Well this is what they will want to tell us now, which is highly convenient when they've been spending so much time talking up their cloud offering (along with a few people here who shall not be named).
The reality is that things are indeed progressing in that space, it's probably the area that is being most invested in from an R&D perspective and Nvidia pretty much have a proof of concept out there that proves it can work under the right circumstances (proximity to the server, Internet connection, etc).

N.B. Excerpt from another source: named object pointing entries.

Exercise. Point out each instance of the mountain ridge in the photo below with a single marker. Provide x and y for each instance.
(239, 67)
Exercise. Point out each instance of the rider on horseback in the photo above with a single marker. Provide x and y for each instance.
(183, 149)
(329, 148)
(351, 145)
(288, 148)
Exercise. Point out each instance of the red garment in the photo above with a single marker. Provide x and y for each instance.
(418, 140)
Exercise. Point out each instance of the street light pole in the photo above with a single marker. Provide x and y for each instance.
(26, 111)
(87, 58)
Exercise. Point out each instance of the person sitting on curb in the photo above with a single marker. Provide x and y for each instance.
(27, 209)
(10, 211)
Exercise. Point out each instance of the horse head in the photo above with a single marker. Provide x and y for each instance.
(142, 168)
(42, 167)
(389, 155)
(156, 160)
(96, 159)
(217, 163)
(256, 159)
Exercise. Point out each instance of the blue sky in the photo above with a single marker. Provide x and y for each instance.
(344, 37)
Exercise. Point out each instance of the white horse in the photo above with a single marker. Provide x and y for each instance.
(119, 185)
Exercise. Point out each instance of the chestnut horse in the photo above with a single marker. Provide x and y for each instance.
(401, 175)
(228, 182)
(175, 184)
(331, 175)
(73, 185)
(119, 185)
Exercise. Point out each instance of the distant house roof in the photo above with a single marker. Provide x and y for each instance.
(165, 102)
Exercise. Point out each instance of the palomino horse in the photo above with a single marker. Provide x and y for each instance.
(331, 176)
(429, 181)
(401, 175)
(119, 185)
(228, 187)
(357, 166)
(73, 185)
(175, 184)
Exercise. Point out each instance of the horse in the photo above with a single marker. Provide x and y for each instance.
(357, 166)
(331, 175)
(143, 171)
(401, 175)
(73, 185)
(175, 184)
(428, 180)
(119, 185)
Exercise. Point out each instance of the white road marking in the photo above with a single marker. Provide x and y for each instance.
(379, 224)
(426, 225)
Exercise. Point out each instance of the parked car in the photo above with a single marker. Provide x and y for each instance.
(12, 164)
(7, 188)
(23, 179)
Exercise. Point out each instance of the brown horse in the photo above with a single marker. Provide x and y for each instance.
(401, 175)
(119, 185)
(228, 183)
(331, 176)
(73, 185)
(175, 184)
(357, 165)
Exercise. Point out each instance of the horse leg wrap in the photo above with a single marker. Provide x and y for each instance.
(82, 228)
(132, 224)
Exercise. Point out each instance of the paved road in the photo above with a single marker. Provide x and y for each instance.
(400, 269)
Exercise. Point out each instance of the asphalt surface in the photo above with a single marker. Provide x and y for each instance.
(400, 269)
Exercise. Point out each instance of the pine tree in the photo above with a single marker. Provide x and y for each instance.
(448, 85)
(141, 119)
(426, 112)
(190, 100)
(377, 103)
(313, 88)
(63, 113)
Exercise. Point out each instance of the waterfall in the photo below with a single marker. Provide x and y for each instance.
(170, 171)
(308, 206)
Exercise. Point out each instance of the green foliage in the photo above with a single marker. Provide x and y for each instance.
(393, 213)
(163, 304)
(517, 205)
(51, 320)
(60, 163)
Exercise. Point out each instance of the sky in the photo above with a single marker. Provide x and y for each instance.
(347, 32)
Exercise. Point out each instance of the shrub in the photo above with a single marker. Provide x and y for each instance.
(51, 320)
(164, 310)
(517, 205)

I'm not a fan and probably never will be. The most I'm willing to tolerate is in-home streaming but even that I'll avoid unless I have no other option (hence I now have 3 PC's + a steam deck + a PS5 spread across my home). But we need to remember, most people who post on a forum like this are hardcore gamers and will be more sensitive to things like latency and lag than public joe will be. We make up the minority of these companies' customers and public joe makes up the majority. The moment it catches on with public joe, that's the direction we are heading in and we are powerless to fight it, just as we have been with mobile gaming, GAAS and microtracsations/lootboxes.
Everything Microsoft are doing now is with both eyes firmly on the future. You don't propose to invest over 70 billion dollors on a division that has failed to make you money over the course of it's existence (net) unless you see a future where those investments will turn out to be highly lucrative (they also don't throw their toys out the pram in the way they have done since the CMA decision if it wasn't an imperative step from a strategic standpoint). How exactly do they envisage things becoming lucrative? They've been telling us this whole time - it's not console, it's cloud.
If given the opportunity to they will force us in that direction as quickly as they feasibly can. Hence when Phil Spencer mentioned "the acquisition of Activision Blizzard is meant to speed up Microsoft's gaming plans", that's very likely exactly what he was referring to. If we are forced in that direction then outside of owning what will become increasingly expensive and niche gaming hardware (because consoles will no longer be produced at scale, if at all) we will have very little choice but to accept it.
I take a very dim view of everything related to cloud because when I see these huge mega-corporations getting as excited and enthusiastic as they are about things like this it only ever spells trouble for us.